新型コロナウイルス感染症の流行は,地域の人口動態にも大きな影響を与えており,地方移住が促進される転換点となる可能性に注目が集まっている。本研究では,東京都に居住する独身若年層を対象としたアンケート調査を実施し,コロナ禍が彼ら彼女らの移住意識に与えた影響について検討した。調査の結果,コロナ禍をきっかけとして16.6%の回答者に移住意識が生じており,その規定要因は新型コロナの流行前のものとは異なっていた。
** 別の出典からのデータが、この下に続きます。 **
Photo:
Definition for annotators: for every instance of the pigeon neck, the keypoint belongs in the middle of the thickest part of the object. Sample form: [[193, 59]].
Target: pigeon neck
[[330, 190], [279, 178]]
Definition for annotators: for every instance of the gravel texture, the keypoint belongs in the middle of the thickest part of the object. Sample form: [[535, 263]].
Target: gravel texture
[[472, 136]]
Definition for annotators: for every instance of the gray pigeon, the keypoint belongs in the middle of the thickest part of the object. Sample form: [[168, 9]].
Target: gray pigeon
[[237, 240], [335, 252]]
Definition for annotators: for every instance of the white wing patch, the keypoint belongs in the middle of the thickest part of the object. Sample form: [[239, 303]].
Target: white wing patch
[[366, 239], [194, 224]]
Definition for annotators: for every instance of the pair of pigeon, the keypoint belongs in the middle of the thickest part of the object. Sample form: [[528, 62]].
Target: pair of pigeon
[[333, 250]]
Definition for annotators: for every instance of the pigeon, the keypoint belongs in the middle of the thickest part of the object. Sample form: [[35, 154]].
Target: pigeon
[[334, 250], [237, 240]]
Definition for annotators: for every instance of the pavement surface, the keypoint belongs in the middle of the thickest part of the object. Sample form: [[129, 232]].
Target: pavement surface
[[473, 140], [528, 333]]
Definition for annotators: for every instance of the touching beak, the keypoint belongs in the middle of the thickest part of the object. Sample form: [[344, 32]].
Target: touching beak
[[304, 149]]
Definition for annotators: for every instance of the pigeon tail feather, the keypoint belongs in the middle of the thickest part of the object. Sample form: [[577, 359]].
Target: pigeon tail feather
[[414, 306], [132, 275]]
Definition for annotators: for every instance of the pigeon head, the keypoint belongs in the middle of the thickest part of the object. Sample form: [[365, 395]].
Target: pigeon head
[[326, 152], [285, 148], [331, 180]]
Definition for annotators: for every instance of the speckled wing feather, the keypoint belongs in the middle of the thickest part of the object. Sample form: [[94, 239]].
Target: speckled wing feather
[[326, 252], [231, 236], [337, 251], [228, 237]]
コロナ禍をきっかけとして移住意識が生じた人は,高収入,正規雇用者であり,移住先として大都市圏を志向しやすいという特徴がある。その一方で,低学歴・収入減少・不安感のある人も移住意識をもちやすい傾向があった。これらの結果は,コロナ禍における移住意識を誘発するメカニズムが,その社会経済的地位によって異なることを示唆している。ポスト・コロナ時代の移住促進政策では,コロナ禍をきっかけとして新たに生じた潜在的移住者の特徴を考慮すると同時に,社会格差や居住格差の拡大に留意する必要がある。